Solution to Exercise 1
Exercise 2. Using the values from Exercise 1, compute the probability of default (under the risk-neutral measure) and the credit spread.
Solution to Exercise 2
The risk-neutral default probability is \(\mathbb{P}^*(\text{default}) = \mathcal{N}(-d_2) = \Phi(-0.8874) \approx 0.1874 = 18.74\%\).
The debt value is \(D_0 = D\,e^{-rT}\,\mathcal{N}(d_2) + V_0\,\mathcal{N}(-d_1) = 80\,e^{-0.03}\Phi(0.8874) + 100\,\Phi(-1.1374)\).
\(D_0 = 77.63 \times 0.8126 + 100 \times 0.1277 = 63.09 + 12.77 = \$75.86M\).
The credit spread is \(s = -\ln(D_0/(D\,e^{-rT}))/T = -\ln(75.86/77.63) = -\ln(0.9772) = 0.0230 = 2.30\%\).
Exercise 3. Explain the main limitation of the Merton model regarding short-term default prediction.
Solution to Exercise 3
In the Merton model, default can only occur at debt maturity \(T\) (when \(V_T < D\)). The model produces near-zero credit spreads for short maturities because asset values follow a continuous diffusion -- the probability of \(V\) dropping below \(D\) in a short time is negligible (the firm is currently solvent with \(V_0 > D\)). This contradicts market observation, where even short-dated CDS spreads for investment-grade firms are nonzero. Extensions like the first-passage model (Black-Cox), which allows default at any time when \(V\) hits a barrier, address this by producing positive short-term spreads.
Exercise 4. In the Merton model, how does increasing asset volatility \(\sigma_V\) affect equity value and credit spread simultaneously?
Solution to Exercise 4
Since equity is a call option on assets, increasing \(\sigma_V\) increases equity value (options benefit from volatility). Simultaneously, the probability of default \(\mathcal{N}(-d_2)\) increases because higher volatility makes it more likely that \(V_T < D\). This increases the credit spread.

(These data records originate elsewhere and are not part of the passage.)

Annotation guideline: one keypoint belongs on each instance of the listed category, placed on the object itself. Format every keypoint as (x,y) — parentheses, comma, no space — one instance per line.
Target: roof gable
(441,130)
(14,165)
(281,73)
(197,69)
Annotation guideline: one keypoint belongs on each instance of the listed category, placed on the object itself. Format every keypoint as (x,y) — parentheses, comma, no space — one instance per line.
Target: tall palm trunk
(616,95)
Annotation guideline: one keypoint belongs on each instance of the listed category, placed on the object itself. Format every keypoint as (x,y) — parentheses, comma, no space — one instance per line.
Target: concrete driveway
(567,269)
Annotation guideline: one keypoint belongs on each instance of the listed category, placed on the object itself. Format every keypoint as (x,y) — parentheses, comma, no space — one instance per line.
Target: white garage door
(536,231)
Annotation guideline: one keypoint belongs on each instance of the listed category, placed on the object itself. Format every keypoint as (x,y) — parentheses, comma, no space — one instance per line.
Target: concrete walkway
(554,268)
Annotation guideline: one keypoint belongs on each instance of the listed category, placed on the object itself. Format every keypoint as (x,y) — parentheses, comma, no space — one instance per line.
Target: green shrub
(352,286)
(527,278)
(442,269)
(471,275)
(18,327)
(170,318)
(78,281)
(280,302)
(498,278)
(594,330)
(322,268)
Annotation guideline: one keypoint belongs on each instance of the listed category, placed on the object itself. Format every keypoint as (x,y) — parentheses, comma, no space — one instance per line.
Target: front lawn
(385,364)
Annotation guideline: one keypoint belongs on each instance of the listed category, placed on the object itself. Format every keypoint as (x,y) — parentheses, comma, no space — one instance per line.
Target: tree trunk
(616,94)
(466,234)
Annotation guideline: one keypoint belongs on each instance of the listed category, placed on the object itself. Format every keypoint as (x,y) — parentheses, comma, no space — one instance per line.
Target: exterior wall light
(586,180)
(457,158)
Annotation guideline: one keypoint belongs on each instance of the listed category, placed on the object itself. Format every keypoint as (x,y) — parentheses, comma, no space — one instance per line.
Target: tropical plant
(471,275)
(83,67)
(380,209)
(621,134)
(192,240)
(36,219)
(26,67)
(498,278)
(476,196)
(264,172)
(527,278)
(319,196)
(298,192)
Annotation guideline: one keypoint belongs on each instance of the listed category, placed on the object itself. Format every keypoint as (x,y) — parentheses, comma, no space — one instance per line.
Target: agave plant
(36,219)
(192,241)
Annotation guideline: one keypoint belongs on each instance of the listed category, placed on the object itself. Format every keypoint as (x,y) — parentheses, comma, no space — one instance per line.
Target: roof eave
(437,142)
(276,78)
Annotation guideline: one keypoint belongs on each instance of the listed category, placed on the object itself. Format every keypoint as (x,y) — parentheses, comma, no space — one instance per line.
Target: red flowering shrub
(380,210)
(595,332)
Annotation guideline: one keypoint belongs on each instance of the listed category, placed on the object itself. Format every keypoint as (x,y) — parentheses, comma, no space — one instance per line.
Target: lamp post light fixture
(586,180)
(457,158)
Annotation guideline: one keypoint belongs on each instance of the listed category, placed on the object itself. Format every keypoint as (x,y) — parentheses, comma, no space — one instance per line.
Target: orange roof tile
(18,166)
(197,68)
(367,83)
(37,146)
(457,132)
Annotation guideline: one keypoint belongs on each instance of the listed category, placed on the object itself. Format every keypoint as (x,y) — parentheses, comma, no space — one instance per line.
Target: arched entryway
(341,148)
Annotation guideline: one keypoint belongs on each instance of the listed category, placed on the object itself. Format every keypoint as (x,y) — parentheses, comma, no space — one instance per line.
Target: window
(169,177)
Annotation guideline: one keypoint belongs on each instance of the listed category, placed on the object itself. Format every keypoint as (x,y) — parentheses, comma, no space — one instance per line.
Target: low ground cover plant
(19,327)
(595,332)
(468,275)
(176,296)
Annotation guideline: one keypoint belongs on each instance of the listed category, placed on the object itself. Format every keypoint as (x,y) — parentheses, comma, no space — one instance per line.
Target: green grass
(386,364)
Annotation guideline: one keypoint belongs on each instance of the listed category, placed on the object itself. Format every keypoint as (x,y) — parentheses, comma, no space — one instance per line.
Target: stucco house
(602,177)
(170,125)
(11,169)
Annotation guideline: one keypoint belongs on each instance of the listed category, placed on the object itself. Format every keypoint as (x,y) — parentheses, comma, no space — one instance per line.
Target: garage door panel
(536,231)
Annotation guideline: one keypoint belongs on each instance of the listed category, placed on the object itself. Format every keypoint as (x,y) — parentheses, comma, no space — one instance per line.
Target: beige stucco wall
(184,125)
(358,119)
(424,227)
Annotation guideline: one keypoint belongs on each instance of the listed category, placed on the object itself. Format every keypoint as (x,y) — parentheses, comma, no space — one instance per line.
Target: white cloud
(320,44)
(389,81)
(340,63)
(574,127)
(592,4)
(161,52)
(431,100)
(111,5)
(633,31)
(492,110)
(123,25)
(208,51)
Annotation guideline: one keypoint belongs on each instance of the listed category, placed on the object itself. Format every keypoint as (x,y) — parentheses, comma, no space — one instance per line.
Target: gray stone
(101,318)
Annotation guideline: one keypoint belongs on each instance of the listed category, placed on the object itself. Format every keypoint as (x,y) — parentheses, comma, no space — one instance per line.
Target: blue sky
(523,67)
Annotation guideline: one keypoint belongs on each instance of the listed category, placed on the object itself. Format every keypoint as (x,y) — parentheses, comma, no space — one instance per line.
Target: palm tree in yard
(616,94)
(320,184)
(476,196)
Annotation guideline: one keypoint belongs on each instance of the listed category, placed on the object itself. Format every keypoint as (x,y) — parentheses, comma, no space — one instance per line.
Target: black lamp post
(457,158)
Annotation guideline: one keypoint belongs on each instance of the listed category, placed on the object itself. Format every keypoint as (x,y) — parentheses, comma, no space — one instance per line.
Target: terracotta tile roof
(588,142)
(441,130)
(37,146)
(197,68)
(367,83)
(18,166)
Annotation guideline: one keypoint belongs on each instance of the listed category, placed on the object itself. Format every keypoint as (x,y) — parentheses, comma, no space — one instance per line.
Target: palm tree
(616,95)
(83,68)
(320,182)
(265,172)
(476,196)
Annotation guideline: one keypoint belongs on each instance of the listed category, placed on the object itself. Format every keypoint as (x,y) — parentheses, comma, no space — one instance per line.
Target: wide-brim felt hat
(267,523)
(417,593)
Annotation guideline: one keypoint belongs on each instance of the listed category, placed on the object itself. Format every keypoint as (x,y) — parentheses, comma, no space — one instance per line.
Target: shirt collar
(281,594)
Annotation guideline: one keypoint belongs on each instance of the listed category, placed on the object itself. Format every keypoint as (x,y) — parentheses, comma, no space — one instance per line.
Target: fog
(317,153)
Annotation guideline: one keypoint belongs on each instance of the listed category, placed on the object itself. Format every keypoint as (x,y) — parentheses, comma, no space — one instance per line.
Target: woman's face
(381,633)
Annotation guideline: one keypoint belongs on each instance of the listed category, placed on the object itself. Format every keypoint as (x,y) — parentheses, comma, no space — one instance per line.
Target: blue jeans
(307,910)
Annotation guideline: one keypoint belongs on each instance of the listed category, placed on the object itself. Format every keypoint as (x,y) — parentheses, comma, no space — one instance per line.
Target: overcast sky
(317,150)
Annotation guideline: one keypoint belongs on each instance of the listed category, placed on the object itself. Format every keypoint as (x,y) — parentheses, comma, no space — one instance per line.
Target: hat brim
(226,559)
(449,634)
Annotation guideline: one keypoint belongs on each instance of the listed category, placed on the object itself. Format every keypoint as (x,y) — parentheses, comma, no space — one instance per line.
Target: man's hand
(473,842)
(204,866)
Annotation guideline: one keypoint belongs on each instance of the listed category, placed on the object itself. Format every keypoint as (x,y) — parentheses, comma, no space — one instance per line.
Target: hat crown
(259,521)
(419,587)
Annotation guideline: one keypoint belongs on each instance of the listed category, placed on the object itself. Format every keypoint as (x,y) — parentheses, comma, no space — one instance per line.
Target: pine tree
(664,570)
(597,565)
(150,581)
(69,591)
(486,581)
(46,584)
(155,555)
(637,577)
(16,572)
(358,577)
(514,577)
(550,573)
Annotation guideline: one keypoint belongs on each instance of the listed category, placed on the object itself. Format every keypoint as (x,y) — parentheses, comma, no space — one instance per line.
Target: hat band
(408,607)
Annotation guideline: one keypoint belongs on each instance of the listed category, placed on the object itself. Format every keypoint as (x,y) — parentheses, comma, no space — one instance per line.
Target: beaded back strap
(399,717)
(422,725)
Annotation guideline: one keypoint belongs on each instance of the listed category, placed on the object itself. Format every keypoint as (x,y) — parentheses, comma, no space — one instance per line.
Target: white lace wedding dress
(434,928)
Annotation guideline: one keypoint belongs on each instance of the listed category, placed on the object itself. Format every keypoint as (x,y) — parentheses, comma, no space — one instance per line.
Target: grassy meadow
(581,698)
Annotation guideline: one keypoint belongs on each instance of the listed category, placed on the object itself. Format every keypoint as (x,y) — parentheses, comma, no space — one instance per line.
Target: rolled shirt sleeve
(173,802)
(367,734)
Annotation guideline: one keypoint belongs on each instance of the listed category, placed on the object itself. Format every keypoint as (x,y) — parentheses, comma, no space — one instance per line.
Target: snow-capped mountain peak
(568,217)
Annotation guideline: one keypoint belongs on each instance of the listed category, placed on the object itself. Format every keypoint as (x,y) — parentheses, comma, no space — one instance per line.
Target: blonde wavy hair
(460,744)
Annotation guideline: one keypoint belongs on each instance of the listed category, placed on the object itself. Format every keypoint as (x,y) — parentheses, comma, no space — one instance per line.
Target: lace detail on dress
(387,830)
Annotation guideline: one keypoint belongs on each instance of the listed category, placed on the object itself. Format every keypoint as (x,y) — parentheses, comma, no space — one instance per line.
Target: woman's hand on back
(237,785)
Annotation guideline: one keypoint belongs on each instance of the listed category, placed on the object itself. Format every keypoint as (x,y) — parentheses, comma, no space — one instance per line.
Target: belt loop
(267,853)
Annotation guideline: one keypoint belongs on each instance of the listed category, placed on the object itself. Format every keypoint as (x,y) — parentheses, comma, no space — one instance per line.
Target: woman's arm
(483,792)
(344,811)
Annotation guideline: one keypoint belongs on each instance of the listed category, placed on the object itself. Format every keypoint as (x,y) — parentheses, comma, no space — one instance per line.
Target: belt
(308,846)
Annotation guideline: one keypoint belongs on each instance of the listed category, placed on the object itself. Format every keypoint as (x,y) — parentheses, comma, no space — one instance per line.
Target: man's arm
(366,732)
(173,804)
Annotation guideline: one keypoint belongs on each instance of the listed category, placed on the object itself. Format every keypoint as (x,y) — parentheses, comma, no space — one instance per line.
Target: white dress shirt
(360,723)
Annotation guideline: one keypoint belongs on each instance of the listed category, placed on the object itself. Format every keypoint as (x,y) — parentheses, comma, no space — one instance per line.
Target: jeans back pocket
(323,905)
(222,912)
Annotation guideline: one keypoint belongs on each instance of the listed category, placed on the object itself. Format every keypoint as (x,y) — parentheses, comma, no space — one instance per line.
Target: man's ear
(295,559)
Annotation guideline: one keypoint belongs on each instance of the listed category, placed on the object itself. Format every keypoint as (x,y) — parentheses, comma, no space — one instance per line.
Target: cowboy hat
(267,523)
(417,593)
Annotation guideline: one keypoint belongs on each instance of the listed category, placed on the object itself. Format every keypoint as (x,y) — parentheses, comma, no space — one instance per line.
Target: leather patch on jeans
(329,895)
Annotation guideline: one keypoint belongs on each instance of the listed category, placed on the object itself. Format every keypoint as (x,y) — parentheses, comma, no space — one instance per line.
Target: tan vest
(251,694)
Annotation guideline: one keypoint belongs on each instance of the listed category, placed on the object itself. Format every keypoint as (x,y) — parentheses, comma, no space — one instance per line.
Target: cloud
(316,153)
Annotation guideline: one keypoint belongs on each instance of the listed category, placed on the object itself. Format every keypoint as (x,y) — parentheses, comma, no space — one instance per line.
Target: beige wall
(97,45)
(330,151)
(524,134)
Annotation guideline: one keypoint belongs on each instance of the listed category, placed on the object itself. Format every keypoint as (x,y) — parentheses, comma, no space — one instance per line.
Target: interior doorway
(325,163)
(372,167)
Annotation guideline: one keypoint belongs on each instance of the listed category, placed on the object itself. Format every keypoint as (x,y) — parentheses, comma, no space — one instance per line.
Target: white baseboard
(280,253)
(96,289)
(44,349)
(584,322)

The wealth transfer effect: higher volatility transfers value from debtholders to equityholders. Debtholders face more downside risk, while equityholders benefit from the upside. This is why equity markets may react positively to risk-increasing strategies while credit markets react negatively -- a phenomenon captured by the Merton model.